Is it possible to generate hash code from both database server and compare them? How to write the following pseudo SQL in SQL Server? Especially the two getHash
functions which accept mutliple numeric/float columns in SQL server and oracle.
select s.PK
from sqltable s
join openquery(oracleLinkedServer,
'select PK, getHash(Column1, floatColumn2, ..., floatColumnN) oracleHash
from oracleTable') o on o.PK = s.PK
where
getHash(Column1, floatColumn2, ..., floatColumnN) <> oracleHash
In SQL Server:
select upper(substring(sys.fn_sqlvarbasetostr(hashbytes('MD5','A')),3,32));
result:
7FC56270E7A70FA81A5935B72EACBE29
In Oracle :
select rawtohex(
DBMS_CRYPTO.Hash (
UTL_I18N.STRING_TO_RAW ('A', 'AL32UTF8'),
2)
) from dual;
result:
7FC56270E7A70FA81A5935B72EACBE29
Make sure your strings are exactly the same (case sensitive). Here I used 'A' as a simple example, but it could be any string really.
If you avoid data type differences by converting to a big string, you should be able to produce the same md5 hash on different platforms. Note that SQL Server prepended a '0x' to the hash to denote hex representation, which I stripped with the substring.
In SQL Server you have hashbytes(); in Oracle you have DBMS_CRYPTO.Hash(). You should be able to use them to calc an MD5 hash on both sides, though I am not positive the hashes will match... its worth a shot.
There are other ways to compare tables but to answer your question these are the two native functions on either platform.
You can use CHECKSUM()
in SQL Server to compute a multi-column hash.
If you have limited access to the Oracle system, and haven't been granted execute permissions on DBMS_CRYPTO.Hash()
, you can still use DBMS_OBFUSCATION_TOOLKIT.MD5()
to generate the same hashed value on both Oracle and SQL Server. You just have to make sure to convert the string to the same code page as the machine running SQL Server. I believe the default on most North American Windows boxes is windows-1252 ANSI Latin 1; Western European (Windows)

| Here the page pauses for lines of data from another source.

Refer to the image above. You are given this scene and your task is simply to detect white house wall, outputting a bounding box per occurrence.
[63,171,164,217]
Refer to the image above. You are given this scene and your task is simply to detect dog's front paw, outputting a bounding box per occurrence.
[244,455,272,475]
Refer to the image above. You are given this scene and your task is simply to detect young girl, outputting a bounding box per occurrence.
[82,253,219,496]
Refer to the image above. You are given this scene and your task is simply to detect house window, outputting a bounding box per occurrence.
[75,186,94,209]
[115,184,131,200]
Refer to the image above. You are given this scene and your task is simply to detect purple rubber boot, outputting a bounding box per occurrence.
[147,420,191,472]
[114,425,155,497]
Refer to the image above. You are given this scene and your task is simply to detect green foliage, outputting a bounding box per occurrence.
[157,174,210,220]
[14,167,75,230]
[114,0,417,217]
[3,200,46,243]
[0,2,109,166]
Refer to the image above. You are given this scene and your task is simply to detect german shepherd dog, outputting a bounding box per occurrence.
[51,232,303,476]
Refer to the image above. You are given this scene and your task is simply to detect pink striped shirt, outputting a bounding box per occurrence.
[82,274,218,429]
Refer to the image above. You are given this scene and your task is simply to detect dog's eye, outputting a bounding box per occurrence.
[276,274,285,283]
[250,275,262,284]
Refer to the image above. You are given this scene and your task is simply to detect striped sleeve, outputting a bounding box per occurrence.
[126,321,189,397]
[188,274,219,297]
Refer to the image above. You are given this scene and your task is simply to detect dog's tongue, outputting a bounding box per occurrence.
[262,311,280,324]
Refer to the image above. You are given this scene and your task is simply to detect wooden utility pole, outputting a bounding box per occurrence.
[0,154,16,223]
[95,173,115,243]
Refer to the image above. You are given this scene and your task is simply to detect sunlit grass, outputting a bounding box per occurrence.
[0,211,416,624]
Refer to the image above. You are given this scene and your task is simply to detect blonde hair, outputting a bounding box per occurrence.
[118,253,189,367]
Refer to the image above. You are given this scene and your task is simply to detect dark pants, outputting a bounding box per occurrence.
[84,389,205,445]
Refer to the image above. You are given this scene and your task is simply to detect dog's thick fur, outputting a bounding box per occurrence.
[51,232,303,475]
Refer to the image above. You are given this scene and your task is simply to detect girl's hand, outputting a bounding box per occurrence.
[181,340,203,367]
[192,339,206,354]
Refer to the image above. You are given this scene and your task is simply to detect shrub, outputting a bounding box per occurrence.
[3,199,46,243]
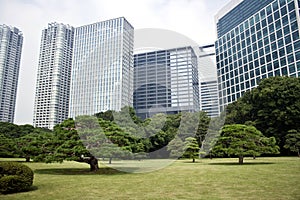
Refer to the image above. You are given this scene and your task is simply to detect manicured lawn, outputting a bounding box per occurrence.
[0,157,299,200]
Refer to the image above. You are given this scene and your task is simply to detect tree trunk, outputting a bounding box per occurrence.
[298,149,300,157]
[192,158,195,163]
[25,155,30,162]
[238,156,244,164]
[109,157,112,164]
[89,156,99,171]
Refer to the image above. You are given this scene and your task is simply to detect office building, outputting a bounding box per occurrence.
[215,0,300,111]
[198,45,219,117]
[69,17,134,118]
[133,46,199,119]
[0,24,23,123]
[33,22,74,129]
[200,78,219,117]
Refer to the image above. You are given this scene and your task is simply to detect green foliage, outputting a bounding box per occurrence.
[0,134,17,158]
[167,136,184,158]
[95,110,114,122]
[212,124,280,164]
[48,118,90,163]
[0,123,50,159]
[225,77,300,153]
[0,107,211,165]
[195,112,210,147]
[0,122,21,138]
[16,131,55,162]
[284,129,300,157]
[76,116,140,163]
[183,137,200,162]
[0,162,34,194]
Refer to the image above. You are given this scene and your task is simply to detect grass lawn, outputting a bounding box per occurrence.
[0,157,299,200]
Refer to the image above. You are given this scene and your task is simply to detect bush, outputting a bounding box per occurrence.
[0,162,34,194]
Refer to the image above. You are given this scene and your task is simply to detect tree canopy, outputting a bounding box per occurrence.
[225,77,300,154]
[183,137,200,162]
[0,108,212,169]
[284,129,300,157]
[212,124,279,164]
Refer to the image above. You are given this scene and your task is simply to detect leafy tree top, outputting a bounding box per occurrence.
[212,124,279,159]
[225,77,300,153]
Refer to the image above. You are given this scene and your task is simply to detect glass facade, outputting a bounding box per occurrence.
[0,25,23,123]
[69,17,134,118]
[200,79,219,117]
[198,45,220,117]
[216,0,300,111]
[33,23,74,129]
[134,46,199,119]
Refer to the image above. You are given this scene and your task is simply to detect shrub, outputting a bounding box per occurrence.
[0,162,34,194]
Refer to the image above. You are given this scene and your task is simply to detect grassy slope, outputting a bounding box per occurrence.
[0,157,299,200]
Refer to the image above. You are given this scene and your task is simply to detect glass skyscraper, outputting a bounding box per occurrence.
[133,46,199,119]
[215,0,300,111]
[33,22,74,129]
[200,79,219,117]
[198,45,220,117]
[0,24,23,123]
[69,17,134,118]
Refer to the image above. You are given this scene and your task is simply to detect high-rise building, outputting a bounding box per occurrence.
[133,46,199,119]
[200,78,219,117]
[33,22,74,129]
[215,0,300,111]
[198,45,219,117]
[69,17,134,118]
[0,25,23,123]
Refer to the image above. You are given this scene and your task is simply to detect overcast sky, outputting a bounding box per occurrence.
[0,0,231,125]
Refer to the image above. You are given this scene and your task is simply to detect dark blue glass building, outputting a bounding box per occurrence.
[134,46,199,119]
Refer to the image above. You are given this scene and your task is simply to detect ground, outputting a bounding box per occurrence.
[0,157,299,200]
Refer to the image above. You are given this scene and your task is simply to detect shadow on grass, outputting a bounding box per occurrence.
[0,186,38,195]
[34,167,134,175]
[181,161,203,164]
[208,162,275,166]
[27,186,39,192]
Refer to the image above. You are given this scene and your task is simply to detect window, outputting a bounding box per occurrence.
[292,31,299,41]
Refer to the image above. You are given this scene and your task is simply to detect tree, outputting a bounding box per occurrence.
[284,130,300,157]
[77,116,139,164]
[16,132,52,162]
[0,122,21,138]
[225,77,300,154]
[212,124,279,164]
[225,93,253,125]
[27,119,94,169]
[183,137,200,162]
[195,112,210,147]
[167,136,184,158]
[0,133,17,158]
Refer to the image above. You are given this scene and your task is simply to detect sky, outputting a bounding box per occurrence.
[0,0,232,125]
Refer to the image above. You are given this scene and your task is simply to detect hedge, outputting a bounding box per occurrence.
[0,162,34,194]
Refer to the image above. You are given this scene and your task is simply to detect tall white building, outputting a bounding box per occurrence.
[0,25,23,123]
[33,22,74,129]
[69,17,134,118]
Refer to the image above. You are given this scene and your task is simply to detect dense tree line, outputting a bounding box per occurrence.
[0,108,211,169]
[1,77,299,168]
[225,76,300,156]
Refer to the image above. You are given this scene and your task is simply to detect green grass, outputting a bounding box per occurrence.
[0,157,299,200]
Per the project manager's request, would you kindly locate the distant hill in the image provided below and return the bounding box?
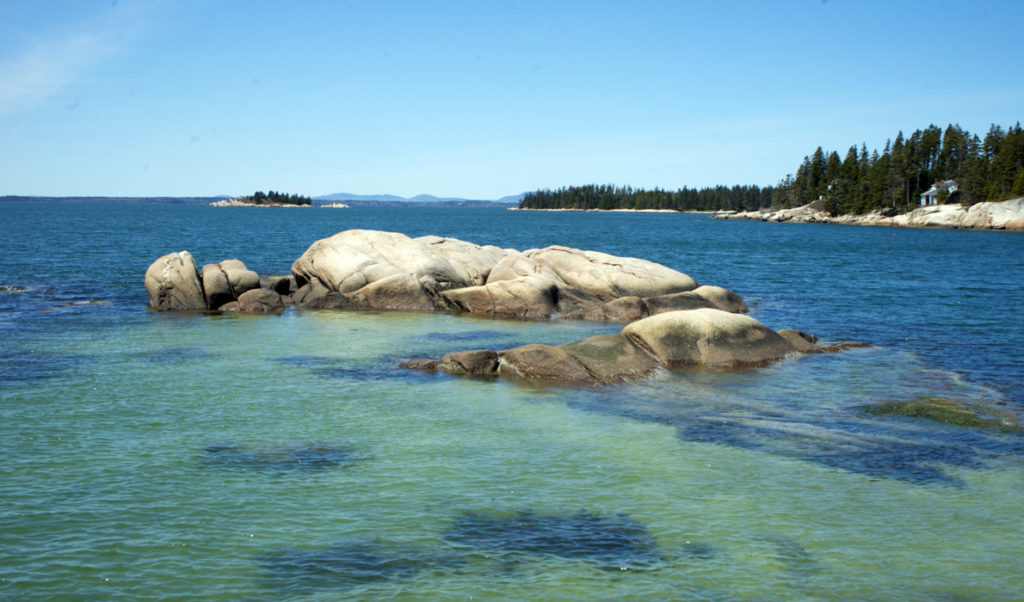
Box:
[313,192,524,206]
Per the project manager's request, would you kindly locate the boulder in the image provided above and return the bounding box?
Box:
[777,329,818,352]
[234,288,285,313]
[642,291,717,315]
[622,308,796,367]
[144,251,207,311]
[201,259,260,309]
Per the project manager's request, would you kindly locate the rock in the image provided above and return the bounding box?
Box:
[557,334,660,383]
[525,246,699,301]
[859,397,1019,429]
[224,289,284,313]
[622,309,796,367]
[691,285,750,313]
[399,358,440,371]
[292,280,350,309]
[777,329,819,352]
[438,350,499,376]
[346,273,437,312]
[642,291,717,315]
[497,344,596,384]
[201,259,260,308]
[262,275,296,295]
[144,251,207,311]
[441,276,560,319]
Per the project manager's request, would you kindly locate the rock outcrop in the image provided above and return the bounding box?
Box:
[712,197,1024,230]
[288,229,737,321]
[404,308,831,385]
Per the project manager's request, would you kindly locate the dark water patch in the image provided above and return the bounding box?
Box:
[0,350,91,382]
[259,539,462,594]
[200,441,362,473]
[442,510,662,570]
[413,330,513,343]
[272,355,447,384]
[132,347,212,364]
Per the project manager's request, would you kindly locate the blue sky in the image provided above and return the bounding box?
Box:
[1,0,1021,199]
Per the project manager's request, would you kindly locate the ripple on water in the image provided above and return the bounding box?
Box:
[271,355,446,384]
[0,350,91,382]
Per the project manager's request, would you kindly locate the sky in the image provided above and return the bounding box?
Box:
[1,0,1021,199]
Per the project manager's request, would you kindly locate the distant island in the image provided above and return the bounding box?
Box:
[211,190,312,207]
[517,122,1024,216]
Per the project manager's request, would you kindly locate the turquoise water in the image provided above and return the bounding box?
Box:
[1,203,1023,599]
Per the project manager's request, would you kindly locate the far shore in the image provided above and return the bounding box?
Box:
[508,207,716,214]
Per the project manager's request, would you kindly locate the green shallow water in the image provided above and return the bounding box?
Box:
[3,308,1022,600]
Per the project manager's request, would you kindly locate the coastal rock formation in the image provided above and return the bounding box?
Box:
[144,251,207,311]
[288,229,729,321]
[146,229,753,322]
[405,308,817,385]
[712,197,1024,230]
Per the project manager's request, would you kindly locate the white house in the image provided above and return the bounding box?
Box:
[920,180,958,206]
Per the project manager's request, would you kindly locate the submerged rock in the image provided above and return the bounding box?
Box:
[404,308,827,385]
[200,441,360,472]
[858,397,1020,429]
[442,510,662,569]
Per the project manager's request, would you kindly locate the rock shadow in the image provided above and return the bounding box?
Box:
[442,510,662,570]
[200,441,362,473]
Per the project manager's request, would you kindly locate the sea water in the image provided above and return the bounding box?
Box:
[1,202,1022,599]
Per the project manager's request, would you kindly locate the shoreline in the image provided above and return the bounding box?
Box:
[711,197,1024,231]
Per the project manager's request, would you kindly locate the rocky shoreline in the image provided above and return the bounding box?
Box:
[711,197,1024,230]
[144,229,858,384]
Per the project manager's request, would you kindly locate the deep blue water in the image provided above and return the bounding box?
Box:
[1,202,1023,599]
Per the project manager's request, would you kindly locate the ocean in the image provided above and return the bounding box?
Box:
[1,202,1022,599]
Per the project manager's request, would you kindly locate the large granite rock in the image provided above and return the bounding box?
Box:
[289,229,723,321]
[144,251,207,311]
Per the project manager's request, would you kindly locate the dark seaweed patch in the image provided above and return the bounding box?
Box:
[442,511,662,570]
[133,347,212,364]
[200,441,361,473]
[0,351,89,382]
[260,539,462,594]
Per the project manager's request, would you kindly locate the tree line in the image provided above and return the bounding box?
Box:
[517,123,1024,214]
[240,190,312,206]
[519,184,772,212]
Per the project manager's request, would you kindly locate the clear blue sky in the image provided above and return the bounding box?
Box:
[1,0,1021,199]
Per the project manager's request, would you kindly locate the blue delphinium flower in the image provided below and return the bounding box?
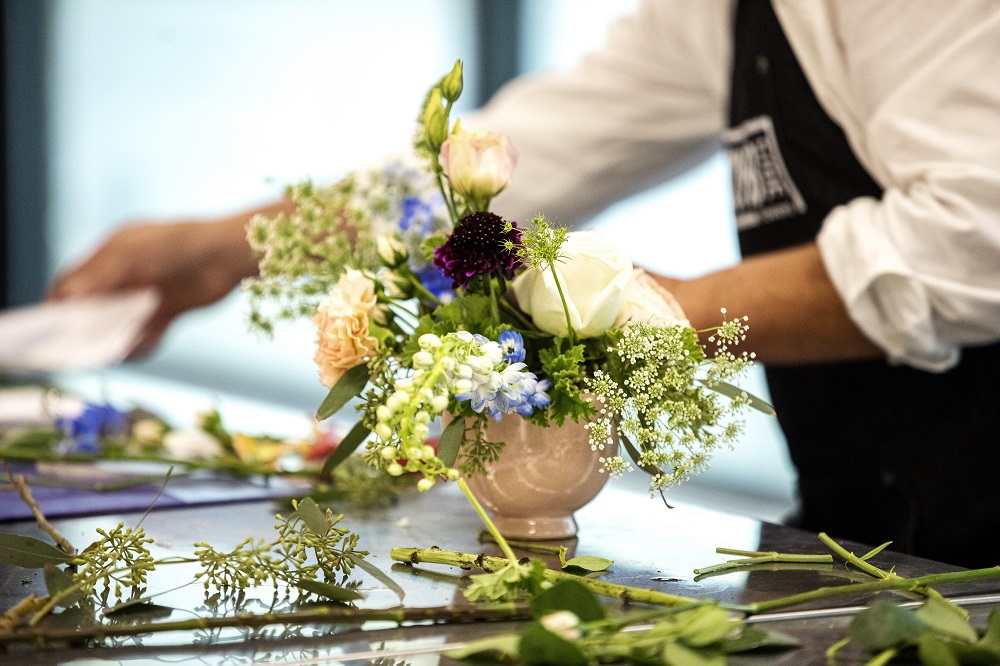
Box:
[498,330,526,364]
[55,403,129,455]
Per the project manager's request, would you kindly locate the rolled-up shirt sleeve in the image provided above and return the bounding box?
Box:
[798,1,1000,371]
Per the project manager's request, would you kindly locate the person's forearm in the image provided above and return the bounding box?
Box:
[212,199,296,282]
[654,242,883,365]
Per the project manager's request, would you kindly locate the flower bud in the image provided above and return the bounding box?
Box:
[412,351,434,368]
[439,130,518,205]
[540,611,581,640]
[422,444,436,459]
[446,468,460,481]
[418,333,442,349]
[431,394,449,413]
[387,462,404,476]
[375,405,392,422]
[377,234,409,268]
[417,477,435,492]
[379,445,397,460]
[382,270,413,299]
[414,423,430,441]
[375,423,392,441]
[440,60,463,103]
[453,379,472,394]
[423,88,448,150]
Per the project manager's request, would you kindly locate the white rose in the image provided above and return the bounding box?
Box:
[511,230,633,339]
[162,429,224,460]
[613,269,689,329]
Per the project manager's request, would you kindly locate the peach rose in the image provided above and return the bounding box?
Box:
[313,269,379,388]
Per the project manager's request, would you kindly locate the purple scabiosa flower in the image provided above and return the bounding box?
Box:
[432,212,523,290]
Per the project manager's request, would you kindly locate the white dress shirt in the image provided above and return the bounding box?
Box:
[475,0,1000,372]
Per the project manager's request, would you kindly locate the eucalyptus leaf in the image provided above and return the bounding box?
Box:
[915,596,977,643]
[519,623,588,666]
[848,601,927,652]
[530,580,605,623]
[293,497,332,535]
[918,634,961,666]
[320,420,371,477]
[295,579,363,603]
[347,554,405,603]
[720,626,799,654]
[436,416,466,468]
[562,556,614,573]
[44,564,84,608]
[0,533,75,568]
[104,601,175,621]
[315,364,370,421]
[444,633,521,661]
[697,379,776,417]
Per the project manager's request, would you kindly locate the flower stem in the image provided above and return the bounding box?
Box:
[0,603,531,646]
[486,275,501,323]
[547,263,576,346]
[693,552,833,576]
[390,546,706,609]
[456,478,517,563]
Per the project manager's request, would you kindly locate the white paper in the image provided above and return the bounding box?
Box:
[0,289,160,371]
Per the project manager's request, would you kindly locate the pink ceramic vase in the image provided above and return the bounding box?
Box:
[464,414,616,540]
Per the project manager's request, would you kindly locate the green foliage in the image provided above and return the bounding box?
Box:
[464,559,549,603]
[316,364,371,421]
[0,533,75,568]
[536,342,595,427]
[74,524,156,604]
[556,546,613,574]
[842,598,1000,664]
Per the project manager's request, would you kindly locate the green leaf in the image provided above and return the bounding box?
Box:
[347,553,405,603]
[563,556,614,573]
[918,634,960,666]
[445,633,521,661]
[697,379,775,416]
[916,596,977,643]
[320,420,371,477]
[519,623,587,666]
[295,579,363,603]
[294,497,331,535]
[104,601,175,621]
[720,626,799,654]
[979,610,1000,650]
[860,541,893,561]
[437,416,466,468]
[0,533,76,568]
[661,641,727,666]
[848,601,927,652]
[530,580,605,623]
[676,605,738,648]
[620,433,660,477]
[44,565,84,607]
[315,364,370,421]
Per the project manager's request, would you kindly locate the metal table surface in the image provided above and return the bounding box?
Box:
[2,478,999,665]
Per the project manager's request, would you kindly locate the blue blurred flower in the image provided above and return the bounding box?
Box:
[498,330,526,363]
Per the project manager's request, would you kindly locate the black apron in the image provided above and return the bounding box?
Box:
[727,0,1000,568]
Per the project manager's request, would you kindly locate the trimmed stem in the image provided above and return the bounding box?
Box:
[746,566,1000,615]
[694,552,833,576]
[390,547,702,609]
[3,463,75,555]
[0,603,530,646]
[819,532,892,580]
[457,479,517,563]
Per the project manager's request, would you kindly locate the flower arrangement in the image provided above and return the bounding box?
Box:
[244,61,769,498]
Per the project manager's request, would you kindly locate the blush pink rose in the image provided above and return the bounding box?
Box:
[313,269,379,388]
[439,130,518,203]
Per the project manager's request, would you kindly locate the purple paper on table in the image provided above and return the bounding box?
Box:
[0,465,306,522]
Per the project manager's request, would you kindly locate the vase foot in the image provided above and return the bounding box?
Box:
[490,513,578,540]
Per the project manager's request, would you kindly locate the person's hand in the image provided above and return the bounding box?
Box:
[47,215,260,356]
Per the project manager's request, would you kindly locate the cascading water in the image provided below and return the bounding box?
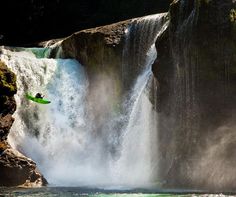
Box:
[0,13,168,188]
[111,44,159,187]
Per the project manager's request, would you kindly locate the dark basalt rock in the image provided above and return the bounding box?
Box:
[153,0,236,191]
[58,20,132,135]
[0,61,47,187]
[60,19,131,64]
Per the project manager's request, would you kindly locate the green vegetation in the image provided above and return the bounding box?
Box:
[0,61,17,95]
[230,9,236,23]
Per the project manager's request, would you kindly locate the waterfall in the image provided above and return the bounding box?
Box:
[122,13,168,92]
[0,13,168,188]
[111,44,159,188]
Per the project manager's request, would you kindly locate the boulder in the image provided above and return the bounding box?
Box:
[60,19,131,74]
[0,142,47,187]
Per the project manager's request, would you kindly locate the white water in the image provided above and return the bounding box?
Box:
[111,44,159,187]
[0,13,167,188]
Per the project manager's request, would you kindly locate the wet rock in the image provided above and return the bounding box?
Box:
[0,146,47,187]
[58,20,133,134]
[0,61,47,187]
[153,0,236,191]
[0,114,14,141]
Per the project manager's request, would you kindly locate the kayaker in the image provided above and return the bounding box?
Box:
[35,93,44,99]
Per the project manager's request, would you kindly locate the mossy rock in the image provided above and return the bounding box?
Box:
[0,61,17,95]
[230,8,236,23]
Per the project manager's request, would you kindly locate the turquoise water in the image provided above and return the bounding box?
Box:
[2,187,230,197]
[25,47,52,58]
[0,187,199,197]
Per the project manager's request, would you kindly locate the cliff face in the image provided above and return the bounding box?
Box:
[0,61,16,144]
[59,13,168,97]
[60,21,131,131]
[154,0,236,191]
[0,61,47,187]
[59,14,169,136]
[61,19,130,79]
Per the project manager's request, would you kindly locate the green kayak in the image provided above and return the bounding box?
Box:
[25,93,51,104]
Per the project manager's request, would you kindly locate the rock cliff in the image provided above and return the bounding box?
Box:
[153,0,236,191]
[57,14,168,136]
[60,19,130,81]
[59,20,132,134]
[0,61,47,187]
[44,1,236,190]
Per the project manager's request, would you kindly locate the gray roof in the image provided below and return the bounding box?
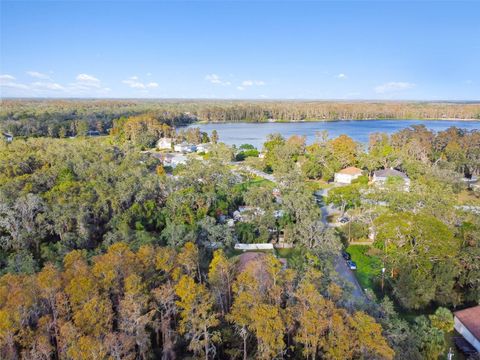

(from https://docs.microsoft.com/en-us/windows/desktop/intl/code-page-identifiers)
I don't particularly like having function calls in my WHERE
clauses, so I put the SQL side hash into a CTE, and then join to the OPENQUERY
results.
;WITH sqlHash AS
(
SELECT s.PK
,UPPER(CONVERT(CHAR(32), HASHBYTES('MD5', s.Column1 + '|' + s.Column2 + '|' + s.ColumnN), 2)) AS sqlHash
FROM sqltable s
)
SELECT s.PK
FROM sqlHash s
JOIN OPENQUERY
( oracleLinkedServer, '
SELECT
PK
,CONVERT(UPPER(RAWTOHEX(
SYS.DBMS_OBFUSCATION_TOOLKIT.MD5(input_string => "oraColumn1" || ''|'' || "oraColumn2" || ''|'' || "oraColumnN")
)),''AL32UTF8'',''WE8MSWIN1252'') AS oracleHash
FROM oracleTable' ) o ON o.PK = s.PK
WHERE s.sqlHash <> o.oracleHash
A couple of things to point out here that might not be immediately apparent.
First, I'm adding a pipe character, |
, between each column in the concatenated text. This is differentiate combinations like "digital" + "aaron"
and "digi" + "talaaron"
from producing the same hash, as the string would become "digital|aaron"
and "digi|talaaron"
which should produce different hashed values.
Second, when we get the SQL side has in the CTE, the value comes back as a VARBINARY
. If we just displayed this value, there would be a leading 0x
. But we want to strip this off, and also convert the value to something a bit more useful than a VARBINARY
. So we convert to CHAR(32)
with a style of 2
.